The Office is to publish the outcomes of cloud computing service security assessments.
Article 12: The outcomes of cloud computing service security reports are valid for 3 years. Where it is necessary to continue preserving the assessment outcomes at the completion of the validity period, the cloud service provider is to apply to the office for reevaluation at least 6 months in advance.
Where during the validity period, there is a change in cloud service providers' actual controller or controlling shareholders due to changes in stock interests or enterprise reorganization etc., a new application for security assessment should be made.
Article 13: The Office is to conduct continuous monitoring of cloud platforms that have passed assessment through spot checks, accepting reports, and other means, focusing on oversight related to the security and control measures effectiveness, major changes, emergency response, and risk handling.
Where cloud platforms that have passed assessment no longer satisfy requirements, the conclusion that assessment was passed is to be revoked after deliberation by the coordination mechanism and review and approval of the State Internet Information Office.

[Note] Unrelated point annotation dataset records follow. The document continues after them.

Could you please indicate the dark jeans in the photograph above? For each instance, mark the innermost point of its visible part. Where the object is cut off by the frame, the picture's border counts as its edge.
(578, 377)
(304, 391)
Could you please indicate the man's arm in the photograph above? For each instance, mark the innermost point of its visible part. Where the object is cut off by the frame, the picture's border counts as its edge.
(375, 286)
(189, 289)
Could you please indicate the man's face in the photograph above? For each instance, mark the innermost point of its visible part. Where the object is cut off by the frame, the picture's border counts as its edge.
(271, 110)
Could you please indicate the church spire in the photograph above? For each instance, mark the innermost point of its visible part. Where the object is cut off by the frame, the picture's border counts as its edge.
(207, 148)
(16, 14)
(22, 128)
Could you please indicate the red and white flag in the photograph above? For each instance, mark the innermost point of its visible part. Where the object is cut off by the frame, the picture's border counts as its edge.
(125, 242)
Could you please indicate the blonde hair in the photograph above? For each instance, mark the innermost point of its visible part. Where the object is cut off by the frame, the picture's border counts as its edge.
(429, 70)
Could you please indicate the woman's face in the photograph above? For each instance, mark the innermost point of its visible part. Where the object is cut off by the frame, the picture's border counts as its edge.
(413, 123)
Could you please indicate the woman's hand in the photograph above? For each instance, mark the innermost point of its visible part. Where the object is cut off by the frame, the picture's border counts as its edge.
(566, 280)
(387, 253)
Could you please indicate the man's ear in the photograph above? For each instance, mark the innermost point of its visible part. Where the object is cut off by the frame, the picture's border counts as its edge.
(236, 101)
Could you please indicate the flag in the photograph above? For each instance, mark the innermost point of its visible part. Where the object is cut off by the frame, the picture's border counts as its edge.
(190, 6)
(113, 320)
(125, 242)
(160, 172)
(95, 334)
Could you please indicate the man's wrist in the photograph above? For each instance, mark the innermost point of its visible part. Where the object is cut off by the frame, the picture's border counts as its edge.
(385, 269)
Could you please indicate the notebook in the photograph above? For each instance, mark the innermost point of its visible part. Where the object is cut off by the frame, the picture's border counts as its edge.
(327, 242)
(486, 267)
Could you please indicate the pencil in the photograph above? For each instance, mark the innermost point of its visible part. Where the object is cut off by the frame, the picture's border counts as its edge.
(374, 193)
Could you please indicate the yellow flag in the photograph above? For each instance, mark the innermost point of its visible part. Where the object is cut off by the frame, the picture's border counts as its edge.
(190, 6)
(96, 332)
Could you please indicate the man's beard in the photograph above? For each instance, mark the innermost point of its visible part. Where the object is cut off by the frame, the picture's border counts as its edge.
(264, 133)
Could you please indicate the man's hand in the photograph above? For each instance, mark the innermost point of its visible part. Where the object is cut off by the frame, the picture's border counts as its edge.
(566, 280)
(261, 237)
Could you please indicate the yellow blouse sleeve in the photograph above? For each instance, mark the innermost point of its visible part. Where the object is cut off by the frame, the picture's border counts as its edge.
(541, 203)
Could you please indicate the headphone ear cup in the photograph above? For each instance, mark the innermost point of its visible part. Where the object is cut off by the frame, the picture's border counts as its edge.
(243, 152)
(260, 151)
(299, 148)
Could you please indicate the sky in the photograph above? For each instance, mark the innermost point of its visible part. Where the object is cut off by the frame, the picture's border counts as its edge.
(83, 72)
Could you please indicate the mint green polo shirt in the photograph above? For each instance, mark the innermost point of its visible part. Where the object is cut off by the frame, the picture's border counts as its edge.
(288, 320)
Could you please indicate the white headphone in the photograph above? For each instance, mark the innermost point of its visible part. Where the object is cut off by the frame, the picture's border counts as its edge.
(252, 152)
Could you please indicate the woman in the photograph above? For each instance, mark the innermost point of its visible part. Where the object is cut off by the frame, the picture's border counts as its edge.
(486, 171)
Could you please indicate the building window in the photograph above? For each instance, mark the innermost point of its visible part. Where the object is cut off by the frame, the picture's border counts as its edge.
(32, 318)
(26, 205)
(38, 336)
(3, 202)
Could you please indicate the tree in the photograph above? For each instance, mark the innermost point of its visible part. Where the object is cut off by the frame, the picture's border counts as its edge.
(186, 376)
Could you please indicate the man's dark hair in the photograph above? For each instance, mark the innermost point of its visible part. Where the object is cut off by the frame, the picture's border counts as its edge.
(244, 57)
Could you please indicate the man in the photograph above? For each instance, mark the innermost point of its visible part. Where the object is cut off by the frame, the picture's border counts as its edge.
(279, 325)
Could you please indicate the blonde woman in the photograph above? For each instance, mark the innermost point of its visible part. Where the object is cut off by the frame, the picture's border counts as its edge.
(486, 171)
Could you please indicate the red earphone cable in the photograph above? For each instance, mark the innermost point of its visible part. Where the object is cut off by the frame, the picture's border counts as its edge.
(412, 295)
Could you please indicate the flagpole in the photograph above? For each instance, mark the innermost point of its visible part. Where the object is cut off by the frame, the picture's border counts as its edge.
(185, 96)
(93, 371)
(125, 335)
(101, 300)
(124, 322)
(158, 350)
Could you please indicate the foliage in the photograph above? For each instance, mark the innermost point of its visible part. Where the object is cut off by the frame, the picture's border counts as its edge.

Article 14: When cloud platforms that have passed assessment stop providing services, the cloud service provider shall notify clients and the Office at least 6 months in advance, and cooperate with clients to complete migration.
Article 15: Cloud service providers are responsible for the veracity of declaration materials they provide. Where in the course of assessment they refuse to provide materials as requested or intentionally provide false materials, it is to be handled as not passing assessment.
Article 16: Absent cloud service providers' consent, the bodies and personnel participating in assessment work must not disclose materials provided by cloud service providers and other information learned of in assessment work that has not been made public, and must not use information provided by cloud service providers for purposes other than assessment.
Article 17: These measures will take effect on September 1, 2019.